Is There a Parameter a Such That f(x) Equals ax for All x?

[transgalactic]

f(x) is a continues function on (-infinity,+infinity) for which
f(x+y)=f(x)+f(y)

prove that there is parameter a for which f(x)=ax for every real x

i was given a hint to solve it for x in Q

there is no much thing i can do here for which i can use theorems

the only thing i am given that its continues

lim f(x)=f(x)

??

 

[HallsofIvy]

1. Prove by induction that f(nx)= nf(x) for any positive integer n and any real number x.

2. From that, taking x= 0, show that f(0)= 0.
From here on, n will represent any integer and x any real number.

3. Prove, by looking at f((n+(-n))x), that f(-nx)= -f(nx).

3. Prove, by looking at f(n(x/n)), that f(x/n)= f(x)/n.

4. Prove that, for any rational number, r, f(r)= rf(1).

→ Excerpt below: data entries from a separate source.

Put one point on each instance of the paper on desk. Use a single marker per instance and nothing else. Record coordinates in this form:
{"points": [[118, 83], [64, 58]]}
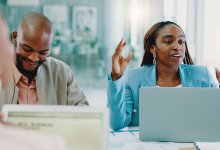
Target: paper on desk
{"points": [[150, 146], [208, 145]]}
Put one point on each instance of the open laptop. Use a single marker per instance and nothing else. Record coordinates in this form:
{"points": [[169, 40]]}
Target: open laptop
{"points": [[179, 114], [83, 128]]}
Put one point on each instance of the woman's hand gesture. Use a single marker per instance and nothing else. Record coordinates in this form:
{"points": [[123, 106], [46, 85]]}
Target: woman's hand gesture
{"points": [[119, 63]]}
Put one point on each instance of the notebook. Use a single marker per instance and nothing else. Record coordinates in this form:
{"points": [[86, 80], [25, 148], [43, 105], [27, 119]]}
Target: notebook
{"points": [[179, 114], [83, 128]]}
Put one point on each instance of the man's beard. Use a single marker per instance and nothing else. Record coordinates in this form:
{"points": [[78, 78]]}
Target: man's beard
{"points": [[30, 74]]}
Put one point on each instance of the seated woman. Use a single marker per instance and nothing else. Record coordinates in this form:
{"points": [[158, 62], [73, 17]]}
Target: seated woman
{"points": [[166, 63]]}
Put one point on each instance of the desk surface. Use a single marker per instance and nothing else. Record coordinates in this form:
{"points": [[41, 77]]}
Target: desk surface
{"points": [[128, 139]]}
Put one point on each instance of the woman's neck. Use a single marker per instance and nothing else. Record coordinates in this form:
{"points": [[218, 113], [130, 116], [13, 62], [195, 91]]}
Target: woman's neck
{"points": [[167, 76]]}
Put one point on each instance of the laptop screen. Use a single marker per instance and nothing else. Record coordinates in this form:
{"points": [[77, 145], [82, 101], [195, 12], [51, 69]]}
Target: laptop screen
{"points": [[82, 130]]}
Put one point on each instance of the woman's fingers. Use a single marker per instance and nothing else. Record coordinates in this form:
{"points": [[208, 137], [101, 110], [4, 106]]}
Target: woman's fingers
{"points": [[120, 46], [128, 58]]}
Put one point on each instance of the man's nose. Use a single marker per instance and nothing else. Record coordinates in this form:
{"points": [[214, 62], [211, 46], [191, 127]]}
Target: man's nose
{"points": [[34, 57]]}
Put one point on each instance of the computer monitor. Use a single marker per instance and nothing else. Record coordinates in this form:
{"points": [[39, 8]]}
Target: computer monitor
{"points": [[179, 114]]}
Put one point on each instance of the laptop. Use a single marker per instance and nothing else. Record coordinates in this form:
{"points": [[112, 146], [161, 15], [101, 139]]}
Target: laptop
{"points": [[179, 114], [83, 128]]}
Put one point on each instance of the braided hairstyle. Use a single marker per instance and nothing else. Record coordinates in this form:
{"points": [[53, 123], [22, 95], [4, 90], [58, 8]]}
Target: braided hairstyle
{"points": [[150, 40]]}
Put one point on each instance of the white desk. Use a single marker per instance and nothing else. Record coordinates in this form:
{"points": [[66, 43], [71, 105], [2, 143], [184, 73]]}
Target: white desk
{"points": [[128, 139]]}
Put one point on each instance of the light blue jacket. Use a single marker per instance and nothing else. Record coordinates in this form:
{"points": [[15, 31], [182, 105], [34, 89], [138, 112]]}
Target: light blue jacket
{"points": [[123, 94]]}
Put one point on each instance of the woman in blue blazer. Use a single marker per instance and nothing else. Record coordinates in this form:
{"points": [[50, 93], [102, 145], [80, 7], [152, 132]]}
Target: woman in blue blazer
{"points": [[166, 63]]}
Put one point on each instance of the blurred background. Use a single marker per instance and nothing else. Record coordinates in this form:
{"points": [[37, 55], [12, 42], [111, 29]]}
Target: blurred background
{"points": [[86, 32]]}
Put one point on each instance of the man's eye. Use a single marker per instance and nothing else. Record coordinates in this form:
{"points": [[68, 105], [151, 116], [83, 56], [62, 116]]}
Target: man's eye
{"points": [[181, 42], [26, 49], [168, 42]]}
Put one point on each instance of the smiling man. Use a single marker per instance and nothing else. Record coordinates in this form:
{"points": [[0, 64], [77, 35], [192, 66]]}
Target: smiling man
{"points": [[37, 78]]}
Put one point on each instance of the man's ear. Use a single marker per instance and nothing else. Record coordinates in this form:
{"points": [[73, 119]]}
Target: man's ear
{"points": [[14, 38]]}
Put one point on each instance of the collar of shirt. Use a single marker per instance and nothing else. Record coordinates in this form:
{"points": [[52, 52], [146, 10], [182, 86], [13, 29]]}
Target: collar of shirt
{"points": [[19, 78]]}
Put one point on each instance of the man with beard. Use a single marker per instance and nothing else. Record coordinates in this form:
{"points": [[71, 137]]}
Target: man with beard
{"points": [[36, 78]]}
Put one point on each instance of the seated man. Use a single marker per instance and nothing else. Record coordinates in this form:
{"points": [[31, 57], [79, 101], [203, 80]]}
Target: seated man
{"points": [[11, 137], [36, 78]]}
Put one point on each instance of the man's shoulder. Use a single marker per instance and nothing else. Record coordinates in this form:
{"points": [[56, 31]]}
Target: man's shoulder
{"points": [[140, 70], [193, 68], [53, 62]]}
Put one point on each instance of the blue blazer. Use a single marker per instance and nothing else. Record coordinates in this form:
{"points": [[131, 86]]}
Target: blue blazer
{"points": [[123, 94]]}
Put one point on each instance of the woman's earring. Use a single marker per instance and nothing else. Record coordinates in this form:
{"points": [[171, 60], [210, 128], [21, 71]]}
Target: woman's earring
{"points": [[154, 58]]}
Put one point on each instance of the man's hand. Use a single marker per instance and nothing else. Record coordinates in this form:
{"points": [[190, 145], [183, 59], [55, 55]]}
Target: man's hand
{"points": [[119, 63]]}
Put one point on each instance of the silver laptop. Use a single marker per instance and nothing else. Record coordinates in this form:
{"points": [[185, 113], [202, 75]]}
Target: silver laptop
{"points": [[179, 114], [83, 128]]}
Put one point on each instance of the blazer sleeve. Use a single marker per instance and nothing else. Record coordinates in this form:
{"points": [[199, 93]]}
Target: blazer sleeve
{"points": [[120, 102]]}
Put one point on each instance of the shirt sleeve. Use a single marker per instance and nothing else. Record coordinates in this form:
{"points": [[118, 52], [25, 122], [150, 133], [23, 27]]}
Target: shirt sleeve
{"points": [[120, 102]]}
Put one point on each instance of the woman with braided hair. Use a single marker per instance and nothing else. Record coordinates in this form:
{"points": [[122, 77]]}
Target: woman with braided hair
{"points": [[166, 63]]}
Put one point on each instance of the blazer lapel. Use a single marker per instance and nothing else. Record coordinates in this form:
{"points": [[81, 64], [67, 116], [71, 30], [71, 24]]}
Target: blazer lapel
{"points": [[188, 79]]}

5. Use the continuity of f to show that f(x)= xf(1) for any real number, x.

 

[transgalactic]

regarding 1:
f(kx)=kf(x) given
prove f(kx + x)=(k+1)f(x)

i don't know how to use the given
??

 

[Mark44]

f(kx + x) = f(kx) + f(x) = kf(x) + f(x) = (k + 1)f(x)
The first step of the chain of equality above comes from the assumption in the original problem.